Тут я осёкся. Настороженный дежурной улыбкой, застывшей на её лице и ощущая едва заметную ауру, излучаемую всем её телом, я осознал, что эта женщина средних лет ни коим образом не может быть из энергетической компании.
— Пожалуйста, простите, что прерываем ваш напряжённый график, — сказала моя посетительница. Лицо женщины освещалось утренним солнцем.
— Вообще–то, мы раздаём брошюры, — просияла она, передавая мне две небольших брошюрки.
На обложке было напечатано «Пробудитесь! Башня Друага.[16]»
Свежий весенний ветерок подул через открытую дверь. Снаружи, мягкое апрельское утро было тихим и безмятежным.
Часть вторая
Дверь комнаты 201 Дома Мита[17], отделявшая мою квартиру от внешнего мира, была открыта. Женщина–миссионер и я, ничто не разделяло нас более.
Потом я увидел её. Справа, за женщиной с блаженной улыбкой, стояла ещё одна.
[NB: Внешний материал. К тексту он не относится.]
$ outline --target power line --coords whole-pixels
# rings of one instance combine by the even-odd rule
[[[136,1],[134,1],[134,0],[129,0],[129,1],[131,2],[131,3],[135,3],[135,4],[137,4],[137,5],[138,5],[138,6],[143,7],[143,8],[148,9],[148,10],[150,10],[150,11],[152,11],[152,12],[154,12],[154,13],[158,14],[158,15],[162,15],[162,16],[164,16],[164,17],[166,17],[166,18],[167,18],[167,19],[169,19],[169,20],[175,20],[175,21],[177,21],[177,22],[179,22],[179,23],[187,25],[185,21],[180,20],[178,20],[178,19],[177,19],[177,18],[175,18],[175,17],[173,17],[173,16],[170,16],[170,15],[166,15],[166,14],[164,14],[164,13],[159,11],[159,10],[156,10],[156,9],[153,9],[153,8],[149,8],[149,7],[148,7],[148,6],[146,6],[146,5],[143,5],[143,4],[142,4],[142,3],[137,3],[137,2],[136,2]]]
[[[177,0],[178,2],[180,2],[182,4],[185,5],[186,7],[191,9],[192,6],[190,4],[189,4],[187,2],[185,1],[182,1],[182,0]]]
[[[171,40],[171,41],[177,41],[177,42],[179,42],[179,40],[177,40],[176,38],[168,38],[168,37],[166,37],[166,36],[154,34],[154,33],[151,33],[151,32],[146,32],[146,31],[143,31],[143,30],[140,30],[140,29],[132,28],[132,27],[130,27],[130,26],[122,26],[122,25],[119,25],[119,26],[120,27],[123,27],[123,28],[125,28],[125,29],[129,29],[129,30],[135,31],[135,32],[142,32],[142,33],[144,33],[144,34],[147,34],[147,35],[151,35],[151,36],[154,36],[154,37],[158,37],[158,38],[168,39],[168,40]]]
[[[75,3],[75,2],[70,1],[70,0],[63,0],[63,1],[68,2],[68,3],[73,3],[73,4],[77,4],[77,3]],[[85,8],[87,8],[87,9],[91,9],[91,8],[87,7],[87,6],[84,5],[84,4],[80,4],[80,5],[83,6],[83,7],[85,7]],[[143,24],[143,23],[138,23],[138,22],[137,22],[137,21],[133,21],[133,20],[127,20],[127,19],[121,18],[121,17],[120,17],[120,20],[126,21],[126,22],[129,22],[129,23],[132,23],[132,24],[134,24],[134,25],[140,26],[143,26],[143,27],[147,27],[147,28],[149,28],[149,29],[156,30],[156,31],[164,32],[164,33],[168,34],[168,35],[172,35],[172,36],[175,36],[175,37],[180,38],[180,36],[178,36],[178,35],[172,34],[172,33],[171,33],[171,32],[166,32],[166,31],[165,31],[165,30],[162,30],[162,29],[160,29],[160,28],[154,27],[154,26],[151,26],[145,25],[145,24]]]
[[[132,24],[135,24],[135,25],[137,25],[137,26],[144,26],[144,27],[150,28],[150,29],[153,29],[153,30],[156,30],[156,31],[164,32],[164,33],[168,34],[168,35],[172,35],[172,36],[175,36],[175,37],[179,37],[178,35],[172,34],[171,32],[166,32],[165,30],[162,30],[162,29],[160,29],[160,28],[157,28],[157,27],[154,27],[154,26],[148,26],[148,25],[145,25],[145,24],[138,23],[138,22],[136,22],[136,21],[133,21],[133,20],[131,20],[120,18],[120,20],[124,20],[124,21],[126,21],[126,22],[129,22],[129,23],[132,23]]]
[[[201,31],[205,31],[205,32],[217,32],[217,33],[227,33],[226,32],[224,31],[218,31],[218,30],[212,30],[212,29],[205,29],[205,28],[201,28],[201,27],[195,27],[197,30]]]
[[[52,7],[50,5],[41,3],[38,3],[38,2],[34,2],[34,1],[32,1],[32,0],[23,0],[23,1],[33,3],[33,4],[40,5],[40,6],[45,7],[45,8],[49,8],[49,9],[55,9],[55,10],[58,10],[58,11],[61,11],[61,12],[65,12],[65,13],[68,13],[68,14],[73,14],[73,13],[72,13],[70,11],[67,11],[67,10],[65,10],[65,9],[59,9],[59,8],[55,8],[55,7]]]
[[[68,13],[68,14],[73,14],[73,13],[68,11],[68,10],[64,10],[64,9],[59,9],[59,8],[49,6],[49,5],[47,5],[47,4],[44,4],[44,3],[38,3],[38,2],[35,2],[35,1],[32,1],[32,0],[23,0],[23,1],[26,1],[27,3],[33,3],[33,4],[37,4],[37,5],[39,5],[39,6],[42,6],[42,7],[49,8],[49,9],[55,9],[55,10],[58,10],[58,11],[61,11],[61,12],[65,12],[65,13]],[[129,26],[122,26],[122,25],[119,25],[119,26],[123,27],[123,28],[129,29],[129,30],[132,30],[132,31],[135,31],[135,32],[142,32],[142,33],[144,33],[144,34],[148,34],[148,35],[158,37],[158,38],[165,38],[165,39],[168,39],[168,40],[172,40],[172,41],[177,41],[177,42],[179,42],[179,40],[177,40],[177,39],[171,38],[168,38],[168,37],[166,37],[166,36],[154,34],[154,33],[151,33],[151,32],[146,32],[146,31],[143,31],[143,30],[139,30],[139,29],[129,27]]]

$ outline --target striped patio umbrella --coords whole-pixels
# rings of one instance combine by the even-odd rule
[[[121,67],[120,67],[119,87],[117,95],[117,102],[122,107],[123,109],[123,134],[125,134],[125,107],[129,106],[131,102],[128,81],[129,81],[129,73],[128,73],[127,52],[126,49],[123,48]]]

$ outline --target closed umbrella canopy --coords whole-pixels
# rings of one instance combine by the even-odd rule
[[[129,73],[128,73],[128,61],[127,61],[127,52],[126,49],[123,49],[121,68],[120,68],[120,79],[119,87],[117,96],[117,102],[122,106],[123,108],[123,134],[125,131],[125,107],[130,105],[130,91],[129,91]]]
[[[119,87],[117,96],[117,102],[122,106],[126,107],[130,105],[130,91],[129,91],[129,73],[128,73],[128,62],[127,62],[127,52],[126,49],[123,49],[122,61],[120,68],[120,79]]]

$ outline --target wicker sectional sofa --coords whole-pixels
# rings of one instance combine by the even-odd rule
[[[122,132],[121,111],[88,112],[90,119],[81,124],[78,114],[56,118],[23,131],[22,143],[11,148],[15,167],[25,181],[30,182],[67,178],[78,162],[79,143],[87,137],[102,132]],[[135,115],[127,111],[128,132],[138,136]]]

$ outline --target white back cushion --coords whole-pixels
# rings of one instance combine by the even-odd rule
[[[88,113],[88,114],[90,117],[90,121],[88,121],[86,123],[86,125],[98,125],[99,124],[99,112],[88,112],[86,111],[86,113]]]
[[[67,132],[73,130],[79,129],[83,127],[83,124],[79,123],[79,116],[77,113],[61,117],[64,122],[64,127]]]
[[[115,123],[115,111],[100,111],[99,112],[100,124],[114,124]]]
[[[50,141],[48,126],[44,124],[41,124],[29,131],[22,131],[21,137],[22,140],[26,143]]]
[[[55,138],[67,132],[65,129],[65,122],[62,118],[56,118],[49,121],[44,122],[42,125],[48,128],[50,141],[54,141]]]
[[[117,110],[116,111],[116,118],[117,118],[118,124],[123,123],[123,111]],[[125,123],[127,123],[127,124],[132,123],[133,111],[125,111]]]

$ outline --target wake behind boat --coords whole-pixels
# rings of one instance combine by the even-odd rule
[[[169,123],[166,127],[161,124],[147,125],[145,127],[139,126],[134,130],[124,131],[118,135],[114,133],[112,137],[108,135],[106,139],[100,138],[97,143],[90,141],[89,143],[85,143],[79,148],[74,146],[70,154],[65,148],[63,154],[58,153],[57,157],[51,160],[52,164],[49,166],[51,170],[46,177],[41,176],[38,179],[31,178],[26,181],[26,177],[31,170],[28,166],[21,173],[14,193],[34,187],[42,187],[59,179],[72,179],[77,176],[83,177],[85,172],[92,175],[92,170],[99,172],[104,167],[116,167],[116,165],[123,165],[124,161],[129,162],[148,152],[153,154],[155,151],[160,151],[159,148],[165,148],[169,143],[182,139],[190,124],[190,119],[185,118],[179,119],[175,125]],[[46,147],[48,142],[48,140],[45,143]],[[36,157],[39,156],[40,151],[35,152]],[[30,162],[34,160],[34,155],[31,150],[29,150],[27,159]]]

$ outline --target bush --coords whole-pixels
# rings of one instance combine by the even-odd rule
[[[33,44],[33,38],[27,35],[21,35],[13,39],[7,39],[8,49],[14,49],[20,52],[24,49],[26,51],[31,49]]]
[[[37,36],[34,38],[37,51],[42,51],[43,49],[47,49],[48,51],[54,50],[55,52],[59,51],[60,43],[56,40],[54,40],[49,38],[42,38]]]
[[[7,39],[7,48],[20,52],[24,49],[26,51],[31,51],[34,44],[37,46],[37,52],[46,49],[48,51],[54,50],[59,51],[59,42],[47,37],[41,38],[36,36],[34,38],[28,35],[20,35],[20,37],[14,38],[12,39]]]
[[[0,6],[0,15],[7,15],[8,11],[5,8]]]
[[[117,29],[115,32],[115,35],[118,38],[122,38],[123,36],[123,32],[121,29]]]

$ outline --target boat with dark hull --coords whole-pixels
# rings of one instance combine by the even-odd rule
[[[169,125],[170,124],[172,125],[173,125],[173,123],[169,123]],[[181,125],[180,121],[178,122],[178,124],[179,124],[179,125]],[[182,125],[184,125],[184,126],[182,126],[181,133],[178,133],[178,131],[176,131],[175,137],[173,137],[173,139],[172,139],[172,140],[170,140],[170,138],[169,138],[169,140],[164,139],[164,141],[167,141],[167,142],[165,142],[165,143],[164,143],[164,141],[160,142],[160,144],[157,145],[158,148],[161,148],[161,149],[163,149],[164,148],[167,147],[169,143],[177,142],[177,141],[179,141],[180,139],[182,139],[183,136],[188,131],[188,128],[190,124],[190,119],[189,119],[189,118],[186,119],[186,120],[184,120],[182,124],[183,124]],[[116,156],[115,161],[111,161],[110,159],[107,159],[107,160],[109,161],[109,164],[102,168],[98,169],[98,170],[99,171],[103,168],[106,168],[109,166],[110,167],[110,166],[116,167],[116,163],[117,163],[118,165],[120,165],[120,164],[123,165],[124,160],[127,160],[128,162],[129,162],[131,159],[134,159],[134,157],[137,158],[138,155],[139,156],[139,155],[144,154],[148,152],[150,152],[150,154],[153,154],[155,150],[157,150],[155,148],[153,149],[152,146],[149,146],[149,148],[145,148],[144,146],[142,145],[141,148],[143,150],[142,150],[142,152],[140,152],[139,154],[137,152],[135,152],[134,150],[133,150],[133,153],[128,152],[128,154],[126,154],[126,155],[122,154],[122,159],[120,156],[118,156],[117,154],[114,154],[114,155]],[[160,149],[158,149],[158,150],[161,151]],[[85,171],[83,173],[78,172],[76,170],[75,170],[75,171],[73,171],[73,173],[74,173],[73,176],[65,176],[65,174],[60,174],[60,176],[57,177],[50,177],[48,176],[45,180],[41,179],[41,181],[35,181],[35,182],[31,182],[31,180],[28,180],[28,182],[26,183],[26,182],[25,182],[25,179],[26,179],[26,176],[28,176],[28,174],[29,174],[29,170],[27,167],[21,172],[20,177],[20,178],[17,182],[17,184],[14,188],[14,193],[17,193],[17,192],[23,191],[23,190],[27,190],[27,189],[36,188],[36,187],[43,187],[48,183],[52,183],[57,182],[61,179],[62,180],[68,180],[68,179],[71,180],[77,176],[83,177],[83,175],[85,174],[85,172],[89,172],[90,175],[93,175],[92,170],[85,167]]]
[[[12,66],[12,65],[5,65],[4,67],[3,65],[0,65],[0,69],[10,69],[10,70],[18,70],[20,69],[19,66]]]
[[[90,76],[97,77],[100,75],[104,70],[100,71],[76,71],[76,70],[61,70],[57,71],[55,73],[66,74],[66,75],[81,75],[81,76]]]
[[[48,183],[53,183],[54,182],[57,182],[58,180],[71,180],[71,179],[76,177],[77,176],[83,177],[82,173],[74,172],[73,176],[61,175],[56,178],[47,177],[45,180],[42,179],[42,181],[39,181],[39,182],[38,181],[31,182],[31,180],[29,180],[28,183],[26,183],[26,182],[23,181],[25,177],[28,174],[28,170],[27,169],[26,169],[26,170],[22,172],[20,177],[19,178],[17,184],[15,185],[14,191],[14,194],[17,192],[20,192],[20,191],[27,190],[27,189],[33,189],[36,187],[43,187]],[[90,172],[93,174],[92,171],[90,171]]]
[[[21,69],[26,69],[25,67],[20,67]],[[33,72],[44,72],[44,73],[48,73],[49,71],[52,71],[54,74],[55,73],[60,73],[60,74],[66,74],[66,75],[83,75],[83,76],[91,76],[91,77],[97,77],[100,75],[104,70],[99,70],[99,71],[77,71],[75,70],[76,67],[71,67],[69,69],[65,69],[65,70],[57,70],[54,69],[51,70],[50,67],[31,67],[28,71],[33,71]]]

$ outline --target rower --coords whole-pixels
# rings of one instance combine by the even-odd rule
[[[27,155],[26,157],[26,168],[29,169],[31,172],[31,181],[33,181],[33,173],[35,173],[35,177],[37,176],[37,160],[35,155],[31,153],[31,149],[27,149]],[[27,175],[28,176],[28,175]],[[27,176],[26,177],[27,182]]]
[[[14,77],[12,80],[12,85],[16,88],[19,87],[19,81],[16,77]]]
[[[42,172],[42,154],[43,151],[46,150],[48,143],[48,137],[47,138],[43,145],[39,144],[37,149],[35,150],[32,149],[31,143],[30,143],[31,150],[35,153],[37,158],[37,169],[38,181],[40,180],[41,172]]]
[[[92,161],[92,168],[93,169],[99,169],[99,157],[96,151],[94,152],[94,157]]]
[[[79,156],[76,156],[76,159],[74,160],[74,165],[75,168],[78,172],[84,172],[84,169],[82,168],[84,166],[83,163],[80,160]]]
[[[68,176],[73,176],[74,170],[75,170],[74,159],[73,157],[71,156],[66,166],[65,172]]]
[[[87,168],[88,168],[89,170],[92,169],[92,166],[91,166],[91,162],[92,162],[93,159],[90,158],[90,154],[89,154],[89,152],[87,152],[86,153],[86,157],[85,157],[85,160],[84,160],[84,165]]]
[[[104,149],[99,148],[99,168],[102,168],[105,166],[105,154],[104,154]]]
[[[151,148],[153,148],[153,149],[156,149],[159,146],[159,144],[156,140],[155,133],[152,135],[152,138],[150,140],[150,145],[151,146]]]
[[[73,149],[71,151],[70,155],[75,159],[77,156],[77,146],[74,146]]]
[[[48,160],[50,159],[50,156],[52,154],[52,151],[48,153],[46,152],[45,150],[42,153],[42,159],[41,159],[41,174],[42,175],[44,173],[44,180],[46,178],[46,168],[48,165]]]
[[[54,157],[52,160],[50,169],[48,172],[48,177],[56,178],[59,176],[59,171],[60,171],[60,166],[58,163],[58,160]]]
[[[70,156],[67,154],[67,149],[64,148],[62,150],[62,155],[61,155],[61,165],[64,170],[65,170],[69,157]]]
Решили подослать двоих, чтобы завербовать меня? Пытались склонить баланс сил в свою сторону? Двое на одного?
И тут я увидел. Я увидел, насколько молода была вторая вербовщица.
По какой–то непонятной мне причине, даже в это спокойное апрельское утро, когда солнце светило так мягко, она закрывалась белоснежным зонтом. Хотя я не мог видеть её скрытого зонтиком лица, я мог сказать, что она была молода, особенно в сравнении со старшей женщиной. В самом деле, было очевидно, что она даже моложе меня.
Держа в руках зонтик, одетая в обычное светлое платьице с длинными рукавами, она источала чистую, священную ауру. Она стояла, будто бы охраняя другую женщину, молчаливая, спокойная, непорочная.
Я даже не успел этого осознать, как непрошеные слёзы потекли из моих глаз. Эта молодая девушка, не старше семнадцати или восемнадцати на мой взгляд, находилась под влиянием какого–то идиотского культа. Даже просто подумав об этом, я не мог не чувствовать жалости.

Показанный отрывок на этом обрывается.